Study objective: We evaluate the effect on adverse events of a telephone follow-up quality improvement program.
Methods: This was a before-and-after intervention comparison based on prospectively collected data in a tertiary care hospital emergency department (ED) (82,000 visits per year). The first half (April 15 to July 31, 2001) served as control, and the second half (August 1 to November 15, 2001) served as intervention with feedback to physicians on telephone follow-up outcomes of discharged patients and resident training about the uncertain presentations of serious diseases and the need to use additional evaluation on selected patients (observation unit, hospital admission). Telephone follow-up of the high-risk patients and retrospective review of 3-day return visits were used to quantify outcome measures: return visits to EDs and clinically significant adverse events (return visits with serious misdiagnoses or an erroneous management plan). The differences in proportions of outcomes were measured with 95% confidence intervals (CIs).
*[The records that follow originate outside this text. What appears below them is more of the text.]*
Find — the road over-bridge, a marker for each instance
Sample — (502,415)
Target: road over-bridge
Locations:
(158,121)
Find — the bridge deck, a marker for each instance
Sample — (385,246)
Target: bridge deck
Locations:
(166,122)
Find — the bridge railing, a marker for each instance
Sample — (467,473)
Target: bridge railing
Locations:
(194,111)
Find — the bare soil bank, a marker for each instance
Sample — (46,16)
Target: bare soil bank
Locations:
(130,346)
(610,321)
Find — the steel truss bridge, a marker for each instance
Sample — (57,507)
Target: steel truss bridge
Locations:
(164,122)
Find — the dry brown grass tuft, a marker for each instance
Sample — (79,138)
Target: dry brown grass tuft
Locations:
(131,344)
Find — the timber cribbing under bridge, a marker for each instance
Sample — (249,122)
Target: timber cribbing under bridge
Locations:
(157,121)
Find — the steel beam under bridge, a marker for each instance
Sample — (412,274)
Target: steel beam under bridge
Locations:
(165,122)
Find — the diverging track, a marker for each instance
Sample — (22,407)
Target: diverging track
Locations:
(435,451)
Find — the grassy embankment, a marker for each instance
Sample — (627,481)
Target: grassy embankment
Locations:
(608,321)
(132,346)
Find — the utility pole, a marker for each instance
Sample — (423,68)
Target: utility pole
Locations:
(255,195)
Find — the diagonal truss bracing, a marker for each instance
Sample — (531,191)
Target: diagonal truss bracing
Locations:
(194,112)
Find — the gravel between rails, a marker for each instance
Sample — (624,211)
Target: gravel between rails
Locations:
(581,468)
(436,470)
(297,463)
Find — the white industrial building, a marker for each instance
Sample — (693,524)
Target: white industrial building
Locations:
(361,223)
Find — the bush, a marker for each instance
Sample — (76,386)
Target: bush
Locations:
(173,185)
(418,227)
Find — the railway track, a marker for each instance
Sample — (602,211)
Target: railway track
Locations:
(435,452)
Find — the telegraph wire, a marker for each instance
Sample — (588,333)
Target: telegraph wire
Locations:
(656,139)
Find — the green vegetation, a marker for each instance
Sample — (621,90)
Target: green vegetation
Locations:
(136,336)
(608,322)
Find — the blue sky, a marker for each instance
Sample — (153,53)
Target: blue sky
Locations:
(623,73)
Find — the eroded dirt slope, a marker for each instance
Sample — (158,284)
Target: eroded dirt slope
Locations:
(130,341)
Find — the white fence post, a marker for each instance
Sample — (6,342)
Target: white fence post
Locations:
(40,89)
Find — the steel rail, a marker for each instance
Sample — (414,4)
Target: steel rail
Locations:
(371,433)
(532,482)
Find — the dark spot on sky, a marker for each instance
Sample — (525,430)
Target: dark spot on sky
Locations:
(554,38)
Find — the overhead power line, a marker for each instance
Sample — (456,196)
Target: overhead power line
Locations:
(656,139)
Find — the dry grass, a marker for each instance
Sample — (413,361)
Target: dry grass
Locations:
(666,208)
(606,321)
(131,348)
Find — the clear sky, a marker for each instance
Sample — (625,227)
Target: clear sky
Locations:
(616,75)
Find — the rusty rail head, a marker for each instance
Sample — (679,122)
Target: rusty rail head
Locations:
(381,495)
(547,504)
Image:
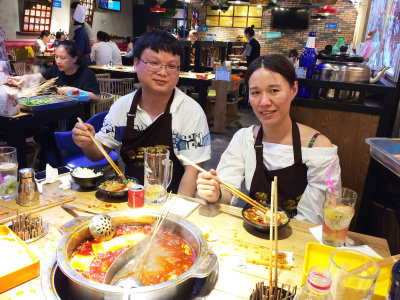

Results: High-risk patients were enrolled: 566 (13.7%) of 4,139 discharged patients in the before-intervention period and 397 (11.3%) of 3,507 in the after-intervention period. The quality improvement initiative decreased return visits on enrolled patients from 10.1% (57/566) to 4.9% (19/397) (5.2% difference with 95% CI 1.8% to 8.8%) and decreased clinically significant adverse events from 4.1% (23/566) to 1.5% (6/397) (2.6% difference with 95% CI 0.3% to 4.8%). For all ED discharged patients, clinically significant adverse events decreased from 0.9% (39/4,139) to 0.4% (15/3,507) (0.5% difference with 95% CI 0.1% to 0.9%). During the study, the observation rate increased 4.3% (95% CI 2.8% to 5.7%), and the admission rate increased 3.4% (95% CI 2.1% to 4.8%).
Conclusion: A quality improvement program with feedback to physicians of telephone follow-up and resident education can decrease clinically significant adverse events in ED discharged patients.